New University group helps monitor academic integrity

The students in the group work with the Office for Student Academic Integrity.

Ryan Dionne

Suspension or expulsion from the University is a consequence student cheaters could encounter if they are caught by an instructor.

To help inform the University community about academic integrity, a new group of five University students is working with the Office for Student Academic Integrity.

The group, Student Advocates for Academic Integrity, gives presentations on the subject and moderates focus groups about plagiarism, said Dustin Sperr, a student advocate.

“I’ve always had an interest in academic integrity,” said Sperr, a neuroscience and physiology junior. “It’s always something I lived by.”

For a student’s first offense, the instructor has many options.

Professors are encouraged to discuss the situation with the student, but they can also report to the Office for Student Academic Integrity, said Sharon Dzik, Student Judicial Affairs director.
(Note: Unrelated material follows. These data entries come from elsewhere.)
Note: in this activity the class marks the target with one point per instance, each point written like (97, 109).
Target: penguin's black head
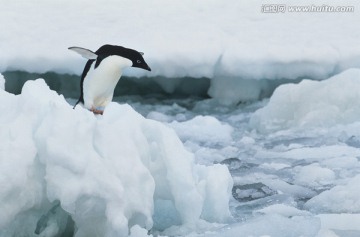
(131, 54)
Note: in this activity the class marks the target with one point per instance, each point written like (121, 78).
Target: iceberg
(65, 169)
(311, 104)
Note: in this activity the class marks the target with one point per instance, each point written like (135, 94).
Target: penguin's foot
(97, 111)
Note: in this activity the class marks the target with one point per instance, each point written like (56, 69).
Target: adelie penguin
(103, 71)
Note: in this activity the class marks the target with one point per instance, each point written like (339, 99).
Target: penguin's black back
(108, 50)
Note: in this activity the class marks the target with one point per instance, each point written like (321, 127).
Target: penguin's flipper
(86, 53)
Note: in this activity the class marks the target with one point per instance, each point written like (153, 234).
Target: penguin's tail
(77, 103)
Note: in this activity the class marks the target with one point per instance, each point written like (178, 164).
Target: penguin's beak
(147, 68)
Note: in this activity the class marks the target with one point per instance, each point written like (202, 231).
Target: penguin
(103, 71)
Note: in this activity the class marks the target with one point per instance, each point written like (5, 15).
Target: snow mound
(312, 104)
(197, 129)
(105, 174)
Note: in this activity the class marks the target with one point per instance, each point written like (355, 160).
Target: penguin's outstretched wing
(86, 53)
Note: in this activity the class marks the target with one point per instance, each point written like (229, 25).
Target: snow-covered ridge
(312, 104)
(108, 173)
(222, 40)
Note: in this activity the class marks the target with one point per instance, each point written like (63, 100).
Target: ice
(283, 210)
(312, 104)
(106, 173)
(2, 82)
(329, 201)
(224, 41)
(314, 176)
(197, 129)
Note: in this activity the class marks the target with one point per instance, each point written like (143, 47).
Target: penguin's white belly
(100, 82)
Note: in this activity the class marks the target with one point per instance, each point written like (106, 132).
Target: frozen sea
(247, 125)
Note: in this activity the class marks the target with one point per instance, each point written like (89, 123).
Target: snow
(293, 158)
(109, 172)
(328, 201)
(233, 43)
(2, 82)
(312, 104)
(197, 129)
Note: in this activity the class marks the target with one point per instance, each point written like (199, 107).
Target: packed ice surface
(108, 173)
(293, 176)
(286, 181)
(231, 42)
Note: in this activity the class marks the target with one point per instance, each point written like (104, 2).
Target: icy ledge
(109, 173)
(312, 104)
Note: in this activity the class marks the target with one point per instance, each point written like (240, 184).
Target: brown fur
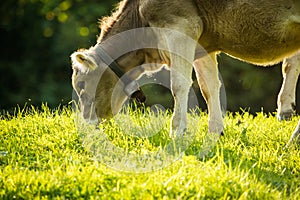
(263, 32)
(125, 17)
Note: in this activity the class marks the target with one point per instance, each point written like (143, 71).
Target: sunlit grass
(44, 154)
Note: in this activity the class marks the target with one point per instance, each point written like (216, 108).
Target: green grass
(47, 155)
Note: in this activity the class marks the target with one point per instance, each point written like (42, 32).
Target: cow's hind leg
(286, 98)
(207, 75)
(181, 66)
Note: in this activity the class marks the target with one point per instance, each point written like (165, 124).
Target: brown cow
(262, 33)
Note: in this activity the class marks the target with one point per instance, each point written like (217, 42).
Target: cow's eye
(81, 85)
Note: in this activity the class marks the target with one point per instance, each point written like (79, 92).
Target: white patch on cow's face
(83, 62)
(85, 78)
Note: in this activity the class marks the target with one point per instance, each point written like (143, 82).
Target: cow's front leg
(286, 98)
(207, 75)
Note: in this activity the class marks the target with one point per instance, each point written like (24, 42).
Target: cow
(263, 33)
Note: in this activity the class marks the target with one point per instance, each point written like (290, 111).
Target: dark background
(38, 36)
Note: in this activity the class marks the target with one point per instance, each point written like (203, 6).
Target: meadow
(50, 154)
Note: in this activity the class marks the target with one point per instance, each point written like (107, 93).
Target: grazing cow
(262, 33)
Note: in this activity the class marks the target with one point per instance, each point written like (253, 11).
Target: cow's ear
(83, 61)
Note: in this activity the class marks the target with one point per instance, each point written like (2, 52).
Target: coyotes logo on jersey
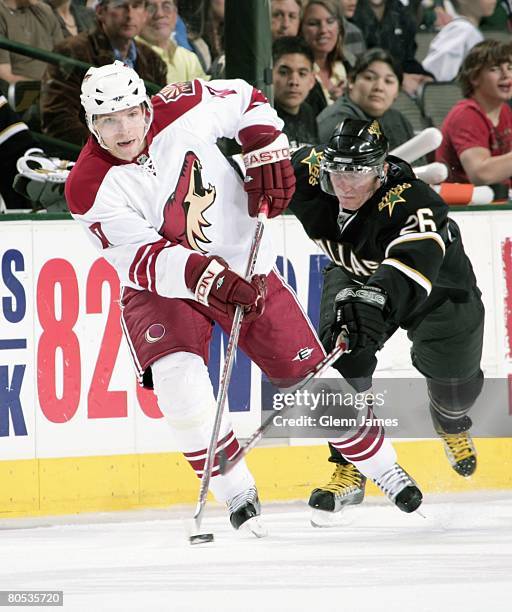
(184, 222)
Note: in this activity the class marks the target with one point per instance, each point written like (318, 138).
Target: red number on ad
(58, 334)
(507, 263)
(101, 402)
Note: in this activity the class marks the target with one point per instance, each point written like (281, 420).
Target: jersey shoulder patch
(173, 101)
(395, 196)
(306, 163)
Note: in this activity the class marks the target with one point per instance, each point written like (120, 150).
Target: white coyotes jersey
(180, 196)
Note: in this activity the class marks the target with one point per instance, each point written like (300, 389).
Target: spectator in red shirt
(477, 132)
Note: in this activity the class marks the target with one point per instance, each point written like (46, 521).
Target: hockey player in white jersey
(172, 216)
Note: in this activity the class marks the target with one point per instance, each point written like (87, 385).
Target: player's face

According to University policy, cheating includes plagiarism, sharing homework answers with other students without the instructor’s consent, cheating on assignments or tests and various other actions.

If an instructor thinks a student plagiarized unintentionally, it’s worthwhile to use it as a learning opportunity, Dzik said.

But plagiarism is still plagiarism, even if it isn’t intentional, she said.

Some instructors who discuss the situation with the student still report the incident to the Office of Student Academic Integrity, Dzik said.

Plagiarism and cheating have gotten easier, with advances in cell phones, personal digital assistants, laptop computers and the advent of the Internet, Dzik said.

To help combat plagiarism, the University subscribes to an online service called Turnitin, said Linda Ellinger, assistant vice provost for undergraduate education.

The service scans the student’s paper and compares it to a database of other papers to detect copied material, according to its Web site.

Despite a cost of approximately $5,000 per year to the University for the service, not many faculty members use it, Ellinger said.

At any given time, there are between 20 and 25 people using the service, she said. The number can jump to approximately 50 toward the end of the semester, she said.

Some might not use it because they think it’s too much of a hassle, others think it’s unnecessary and some think there are better ways to stop plagiarism. But others like it, Ellinger said.

Tim Gustafson, associate director of the English composition department in the College of Liberal Arts, doesn’t know anyone who uses the service, he said.

Though he informs instructors of the service, he said, the composition department has no need for it.

The best thing to do is to teach students how to paraphrase, quote and cite correctly, he said.

Cheating on the University campus might not be as big a problem as it is on other campuses, Dzik said.

“I think cheating is a habit,” she said. “It could catch up with you someday.”